Martha Wash: It's Raining Weight Loss

If you have ever partied at a nightclub or a wedding, chances are you've let your hair down when the hit songs “It’s Raining Men” and “Gonna Make You Sweat (Everybody Dance Now)” were played. Now meet Martha Wash, the powerhouse voice behind those awesome tunes that get your feet dancing and your hips shaking. In the edited version of our interview with her, you'll learn why the she says the music industry was unfair to her.

Ilyssa Panitz • Celebrity Reporter
martha wash celebrates her new single image
Photograph: Josh DeHonney

More: How long have you been in the music business?
Martha Wash: Let’s put it this way: “Raining Men” will turn 30 years old next year.

More: OK, you just dated me.
MW: People in the business can’t believe it either, but it is true and it is good to still be here. That song is an official classic.

More: How do you view the music industry, considering it has been unfair to you?
MW: Over time it has gotten better in terms of accepting us full-figured women being out there. When I was starting to sing with Sylvester as a backup singer, there were no large background singers or front artists—maybe Mama Cass [Cass Elliot] but that was it. In that respect the industry has come a long way. Look at Adele now. She is great. I would like to think the public can like whomever they want regardless of a person’s appearance but rather for her sound and music.

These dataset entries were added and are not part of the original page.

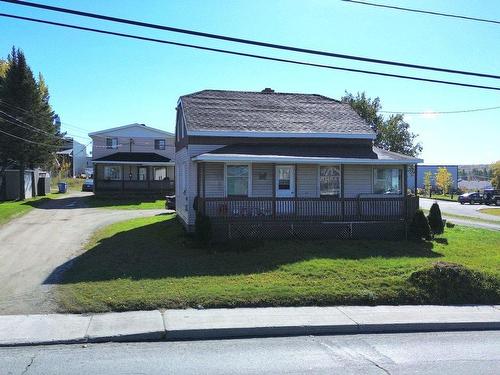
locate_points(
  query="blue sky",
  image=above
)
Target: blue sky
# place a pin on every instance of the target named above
(100, 81)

More: Does it upset you that the music industry treated you differently because you weren’t a size 0?

MW: Yes. Even when I recorded with Two Tons O' Fun, the record industry didn’t know what to do with us or how to market us. We were large women who could sing. However, the thinking at these companies can be very narrow-minded, and they feel they need to dictate what the public hears and sees.

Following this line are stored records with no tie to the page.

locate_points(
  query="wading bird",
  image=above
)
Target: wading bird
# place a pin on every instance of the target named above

More: That must take a toll on your self-esteem?
MW: It didn’t bother me too much because that is just what I was—I was a large woman who loved to sing—so I had to deal with it. After I had my last two solo, I decided to do it on my own. I mean, why bother with a record company if they aren’t going to promote you and market you?

More: Is that why you recently lost 75 pounds?        
MW: That was for health reasons. I became sick. My weight got really out of control. I was paying attention to it but I wasn’t paying attention to it, if you know what I mean. I saw the numbers but I kept saying, “If I gain five more pounds, then I will do something about it.” Then I wound up gaining 10 and 15 pounds. When I realized how much I weighed I was shocked and said, “I really have to get the weight off.”

More: Were you ill?
MW: I had gall bladder problems. I had to get my gall bladder removed. I was filleted like a fish because the gall bladder adhered to my stomach so the doctors had to scrape it off, which was no fun. I had to be in the hospital for two weeks and then go back a year later to remove the stones they could not get to before. As a result I developed a liver infection.

More: How did you drop the weight?
MW: Diet and exercise. I joined Curves and started working out three times a week doing cardio and weight lifting. I did the dieting on my own as opposed to following a program like Jenny Craig or Weight Watchers. Basically, I ate a lot of salads.

More: That's a great ego boost?
MW: I felt good, really good. It was great to see the dress sizes start to drop. It took about a year to lose the 75 pounds. You have to always remember to have the mind frame to say, “I can do it,” because there were moments when I got discouraged because I didn’t lose any weight for, like, a week or two.

More: Why get discouraged?
MW: I didn’t understand why the weight wasn’t dropping all of the time. I was saying, “I am eating right and exercising. Why isn’t the scale moving downward?” But I learned I had to plow through it. To keep going, I had to find something that worked for me.